Not all tools will monitor all APIs, he noted, so part of this is understanding what types of APIs you’re using. For instance, if your tool only understands GraphQL but the APIs are also done in REST and GPC, two-thirds of the traffic is being missed, he said. Runtime security is a good place to deploy a tool that leverages machine learning or artificial intelligence to perform anomaly detection. 

”Once you have that, and if it’s continually learning, you can do things like set thresholds for abnormal traffic and take actions,” Tesauro said. “If I see a request from a public IP hit this internal-only API, I want to reach out and talk to the API gateway or my firewall or whatever network thing can shut off that public access to that API.”

A runtime security system should include trigger alerts and create a manual, semi-auto or automatic response when abnormal traffic thresholds are reached, he said. DevOps also should be able to block, geo-fence and outright deny external traffic as needed, he added.

API runtime security can help detect all of the OWASP API Top 10 risks, according to Tesauro.

3. API Testing

It’s important to test the security states of APIs, and testing should be continuous, Tesauro said. An API testing program should use DAST (dynamic application security testing) rather than SAST (static application security testing), which isn’t API-specific, he said.
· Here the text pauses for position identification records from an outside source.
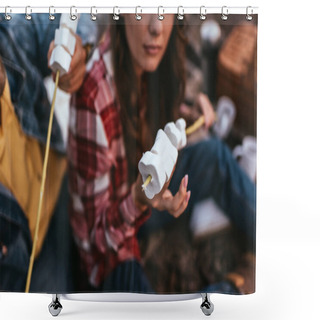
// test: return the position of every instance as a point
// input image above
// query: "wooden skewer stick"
(194, 127)
(43, 180)
(148, 180)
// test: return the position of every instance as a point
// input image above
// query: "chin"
(151, 67)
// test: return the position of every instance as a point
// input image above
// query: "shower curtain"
(122, 78)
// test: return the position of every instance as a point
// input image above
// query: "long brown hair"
(144, 112)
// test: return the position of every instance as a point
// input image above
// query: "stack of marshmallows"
(159, 162)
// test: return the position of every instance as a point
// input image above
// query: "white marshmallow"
(159, 163)
(173, 134)
(65, 38)
(60, 60)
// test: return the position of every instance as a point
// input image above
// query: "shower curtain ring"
(6, 14)
(93, 15)
(249, 14)
(51, 11)
(116, 14)
(73, 13)
(138, 16)
(160, 15)
(28, 13)
(224, 13)
(203, 13)
(180, 13)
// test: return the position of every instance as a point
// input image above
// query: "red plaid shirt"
(103, 216)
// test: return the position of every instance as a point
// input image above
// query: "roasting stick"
(194, 127)
(43, 181)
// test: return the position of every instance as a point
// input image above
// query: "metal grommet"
(93, 15)
(73, 13)
(249, 14)
(224, 13)
(138, 16)
(203, 13)
(160, 15)
(180, 13)
(51, 11)
(28, 13)
(116, 14)
(6, 15)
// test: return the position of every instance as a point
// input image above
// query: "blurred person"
(134, 85)
(24, 111)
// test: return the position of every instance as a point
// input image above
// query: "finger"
(79, 55)
(179, 197)
(183, 205)
(207, 109)
(51, 46)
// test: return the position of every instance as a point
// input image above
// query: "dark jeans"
(127, 277)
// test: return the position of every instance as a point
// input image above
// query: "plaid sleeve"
(103, 214)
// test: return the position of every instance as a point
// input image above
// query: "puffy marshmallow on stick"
(158, 163)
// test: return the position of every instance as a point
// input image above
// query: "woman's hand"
(72, 81)
(203, 107)
(174, 204)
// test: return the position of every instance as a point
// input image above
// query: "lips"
(152, 50)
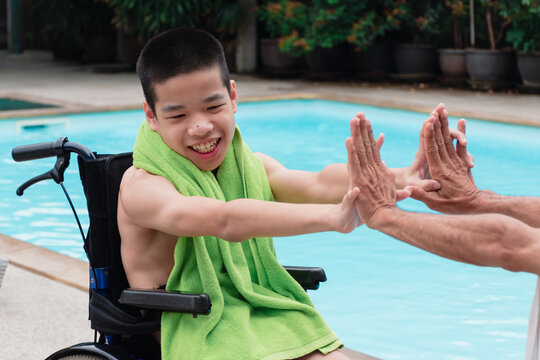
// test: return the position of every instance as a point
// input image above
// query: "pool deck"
(43, 296)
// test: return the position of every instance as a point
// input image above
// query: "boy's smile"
(195, 116)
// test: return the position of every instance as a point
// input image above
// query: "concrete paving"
(43, 296)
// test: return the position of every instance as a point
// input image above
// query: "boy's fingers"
(365, 139)
(359, 148)
(429, 184)
(373, 144)
(380, 141)
(439, 140)
(417, 193)
(353, 165)
(461, 148)
(402, 194)
(430, 146)
(445, 131)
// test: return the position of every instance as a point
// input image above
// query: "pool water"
(383, 297)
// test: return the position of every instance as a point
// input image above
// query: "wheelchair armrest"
(161, 299)
(308, 277)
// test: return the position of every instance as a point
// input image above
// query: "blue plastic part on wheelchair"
(121, 331)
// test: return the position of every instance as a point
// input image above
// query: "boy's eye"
(215, 107)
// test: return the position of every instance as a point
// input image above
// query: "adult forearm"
(487, 240)
(523, 208)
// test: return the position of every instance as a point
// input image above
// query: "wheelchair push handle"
(61, 148)
(38, 151)
(49, 149)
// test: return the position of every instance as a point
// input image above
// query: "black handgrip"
(38, 151)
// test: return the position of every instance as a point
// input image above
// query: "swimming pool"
(383, 297)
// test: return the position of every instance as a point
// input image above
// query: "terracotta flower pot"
(529, 68)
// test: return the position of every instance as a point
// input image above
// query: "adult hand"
(368, 173)
(417, 174)
(449, 166)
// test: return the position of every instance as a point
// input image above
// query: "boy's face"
(195, 116)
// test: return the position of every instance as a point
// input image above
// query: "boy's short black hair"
(179, 51)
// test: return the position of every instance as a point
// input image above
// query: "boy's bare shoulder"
(137, 180)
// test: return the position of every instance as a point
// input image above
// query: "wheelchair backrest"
(101, 183)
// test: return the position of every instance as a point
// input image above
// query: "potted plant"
(140, 20)
(417, 58)
(326, 35)
(494, 67)
(370, 53)
(280, 19)
(524, 35)
(452, 59)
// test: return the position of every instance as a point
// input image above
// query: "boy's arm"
(152, 202)
(330, 184)
(305, 187)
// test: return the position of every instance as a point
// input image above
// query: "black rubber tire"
(82, 357)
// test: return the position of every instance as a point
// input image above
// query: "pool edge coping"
(45, 262)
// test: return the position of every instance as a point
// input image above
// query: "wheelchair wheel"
(82, 357)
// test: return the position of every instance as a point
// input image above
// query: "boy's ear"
(150, 116)
(234, 96)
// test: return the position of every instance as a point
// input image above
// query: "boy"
(197, 191)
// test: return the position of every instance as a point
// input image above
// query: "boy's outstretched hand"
(369, 173)
(449, 166)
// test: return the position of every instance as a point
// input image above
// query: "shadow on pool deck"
(39, 316)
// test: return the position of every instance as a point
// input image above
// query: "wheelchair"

“Tools need to understand how APIs write or talk to other APIs — and this isn’t like a web app where you can have a crawler,” he said. “You don’t browse an API, so you have to have some way to inform the tool — hey, this is how you talk to my API.”

Generally speaking, there will be  a Swagger or OpenAPI spec file that says these are the methods and how the API talks to them. It’s also possible to use the recorded traffic in the HTTP archives, he said.

Also, API testing should incorporate issue tracer integration with tools like Jira, the ability to see vulnerable requests/responses and the ability to re-test specific issues, he added.

Testing can be used to detect most OWASP API Top 10 risks, except improper asset management and insufficient logging and monitoring. 

Pulling it Together

Tesauro shared how the three perspectives would work together to identify and stop a DDoS attack on an API.

Understanding API posture can help DevOps understand what resources and services need to be protected during the attack — because using API posture, the most critical services are already identified. Runtime can help identify the HTTP floods, sudden spikes in traffic or a 32 meg request that comes out of nowhere, he said. Testing in pre-production should have incorporated a denial-of-service-type test to determine ahead of time what happens when an API is attacked with this method. 

“I need to understand what the APIs have, what data they receive to make any kind of decent security decisions about them, but also I need to watch what they’re doing at runtime, and be able to test them,” he said. “Ideally, if testing is working correctly, I’m not introducing any more security.”